4. Técnica de distribuição dinâmica do ônus da prova no CPC de 2015: requisitos, limites e momento.
A técnica de distribuição dinâmica do ônus da prova possui uma relação de adequação com o direito fundamental à tutela jurisdicional justa e efetiva, baseando-se necessariamente no direito fundamental à igualdade substancial e à prova. Portanto, “nos casos em que há desigualdade na produção probatória, a dinamização do ônus nada mais é do que uma técnica para conformação constitucional do procedimento probatório”.[24]
O CPC de 2015 contemplou a técnica da distribuição dinâmica do ônus da prova no art. 373, §§ 1º e 2º, mas sem abolir o ônus estático, que ainda é regra para a maioria dos casos (art. 373, incisos I e II).

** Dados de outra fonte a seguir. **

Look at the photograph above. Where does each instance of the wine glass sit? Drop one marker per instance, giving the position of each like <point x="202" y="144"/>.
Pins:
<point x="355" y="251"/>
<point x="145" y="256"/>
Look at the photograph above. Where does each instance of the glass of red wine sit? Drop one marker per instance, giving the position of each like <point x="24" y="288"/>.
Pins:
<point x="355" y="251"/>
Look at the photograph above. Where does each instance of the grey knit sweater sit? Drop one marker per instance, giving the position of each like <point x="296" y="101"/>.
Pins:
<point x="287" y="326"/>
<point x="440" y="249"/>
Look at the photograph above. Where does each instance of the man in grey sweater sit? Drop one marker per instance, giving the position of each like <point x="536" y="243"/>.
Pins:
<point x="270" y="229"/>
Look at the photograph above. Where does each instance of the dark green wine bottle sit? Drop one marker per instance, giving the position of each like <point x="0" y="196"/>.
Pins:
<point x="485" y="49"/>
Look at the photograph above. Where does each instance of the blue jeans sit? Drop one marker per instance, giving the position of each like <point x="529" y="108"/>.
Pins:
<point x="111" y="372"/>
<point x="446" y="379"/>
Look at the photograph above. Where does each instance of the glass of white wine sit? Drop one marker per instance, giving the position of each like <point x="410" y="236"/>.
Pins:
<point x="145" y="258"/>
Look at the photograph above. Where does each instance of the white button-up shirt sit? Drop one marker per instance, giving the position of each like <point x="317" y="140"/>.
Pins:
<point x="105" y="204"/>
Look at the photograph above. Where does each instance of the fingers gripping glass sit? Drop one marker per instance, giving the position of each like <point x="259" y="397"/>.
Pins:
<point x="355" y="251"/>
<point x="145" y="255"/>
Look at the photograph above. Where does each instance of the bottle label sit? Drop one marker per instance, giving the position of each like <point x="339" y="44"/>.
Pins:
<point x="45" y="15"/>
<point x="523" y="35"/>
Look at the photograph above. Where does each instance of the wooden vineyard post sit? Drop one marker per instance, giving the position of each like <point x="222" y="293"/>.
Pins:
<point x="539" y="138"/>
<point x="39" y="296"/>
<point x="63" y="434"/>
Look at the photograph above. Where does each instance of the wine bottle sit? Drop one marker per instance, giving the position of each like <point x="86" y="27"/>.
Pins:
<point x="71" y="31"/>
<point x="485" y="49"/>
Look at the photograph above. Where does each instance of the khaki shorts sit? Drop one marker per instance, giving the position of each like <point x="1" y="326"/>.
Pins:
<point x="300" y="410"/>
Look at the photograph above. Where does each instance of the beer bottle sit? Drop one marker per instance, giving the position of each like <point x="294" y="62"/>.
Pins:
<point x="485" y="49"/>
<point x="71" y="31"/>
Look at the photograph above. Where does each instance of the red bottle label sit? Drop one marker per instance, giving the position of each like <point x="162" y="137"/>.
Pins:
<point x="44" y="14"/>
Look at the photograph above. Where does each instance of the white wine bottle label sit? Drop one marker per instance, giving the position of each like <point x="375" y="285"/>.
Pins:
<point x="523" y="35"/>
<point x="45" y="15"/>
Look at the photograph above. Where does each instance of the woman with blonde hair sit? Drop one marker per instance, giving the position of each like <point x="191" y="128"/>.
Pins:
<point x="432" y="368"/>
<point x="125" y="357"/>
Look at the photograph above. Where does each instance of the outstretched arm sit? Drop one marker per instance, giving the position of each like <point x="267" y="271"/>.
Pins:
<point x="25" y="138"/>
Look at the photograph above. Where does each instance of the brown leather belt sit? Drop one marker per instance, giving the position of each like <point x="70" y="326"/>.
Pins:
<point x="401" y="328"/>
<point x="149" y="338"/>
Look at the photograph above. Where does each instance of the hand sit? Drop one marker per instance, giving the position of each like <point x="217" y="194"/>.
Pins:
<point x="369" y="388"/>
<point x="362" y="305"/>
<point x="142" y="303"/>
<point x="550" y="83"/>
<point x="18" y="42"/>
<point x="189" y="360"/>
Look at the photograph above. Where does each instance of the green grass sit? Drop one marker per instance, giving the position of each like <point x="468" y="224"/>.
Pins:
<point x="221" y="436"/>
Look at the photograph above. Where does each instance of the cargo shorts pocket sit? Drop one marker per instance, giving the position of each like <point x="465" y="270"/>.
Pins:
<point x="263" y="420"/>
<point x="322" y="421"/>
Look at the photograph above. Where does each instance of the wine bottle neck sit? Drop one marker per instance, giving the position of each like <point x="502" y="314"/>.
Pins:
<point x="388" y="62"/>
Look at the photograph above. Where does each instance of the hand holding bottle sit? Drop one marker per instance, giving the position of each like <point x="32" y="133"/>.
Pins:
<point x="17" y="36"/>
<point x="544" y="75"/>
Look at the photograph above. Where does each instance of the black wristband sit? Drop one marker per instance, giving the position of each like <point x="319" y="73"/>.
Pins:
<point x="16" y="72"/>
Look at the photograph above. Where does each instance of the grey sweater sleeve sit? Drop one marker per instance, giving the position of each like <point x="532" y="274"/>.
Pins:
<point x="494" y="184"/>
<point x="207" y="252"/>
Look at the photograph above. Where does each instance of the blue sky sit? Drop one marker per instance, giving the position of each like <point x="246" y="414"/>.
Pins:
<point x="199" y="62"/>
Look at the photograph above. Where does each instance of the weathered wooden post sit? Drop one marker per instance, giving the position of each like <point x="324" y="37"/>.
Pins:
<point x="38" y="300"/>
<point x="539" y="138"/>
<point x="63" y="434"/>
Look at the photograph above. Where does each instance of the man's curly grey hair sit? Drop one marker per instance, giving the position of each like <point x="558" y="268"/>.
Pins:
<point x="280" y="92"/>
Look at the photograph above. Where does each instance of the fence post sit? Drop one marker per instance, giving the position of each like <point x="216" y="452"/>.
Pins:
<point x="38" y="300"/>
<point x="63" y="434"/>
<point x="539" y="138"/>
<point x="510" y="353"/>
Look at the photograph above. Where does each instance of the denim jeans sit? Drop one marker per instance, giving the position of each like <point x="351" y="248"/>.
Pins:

Assim, a ideia de ônus dinâmico não afasta, de per se, a técnica de distribuição estática do ônus; ao contrário, persiste o enfoque estático, devendo os sujeitos processuais, na generalidade dos casos, examinar a natureza dos fatos alegados segundo a sua posição na relação jurídica material. A técnica de distribuição dinâmica do ônus da prova incidiria quando a aplicação das regras iniciais conduzisse a probatio diabólica, inutilizando o acesso útil à tutela jurisdicional.
Tanto ônus estático, quando o dinâmico, são válidos, de modo que o primeiro leva em consideração a natureza do fato a ser provado (constitutivo, modificativo, extintivo ou impeditivo), a despeito de quem se encontre em melhores condições de fazê-lo; no segundo, as possibilidades de oferecer a prova do fato, tendo por base a capacidade de cada litigante no caso, considerando o acesso às provas relevantes ou algum comportamento que tenha inviabilizado a prova pela parte onerada.
A técnica de distribuição dinâmica do ônus da prova entra em jogo quando a aplicação das regras de distribuição estática do ônus representar um risco para a realização do direito material, já estaria em desacordo com o modelo constitucional do processo, que não admite a possibilidade de a lei processual estabelecer regulação que, por mero formalismo, coloque em risco a igualdade jurídica assegurada nas regras de direito material.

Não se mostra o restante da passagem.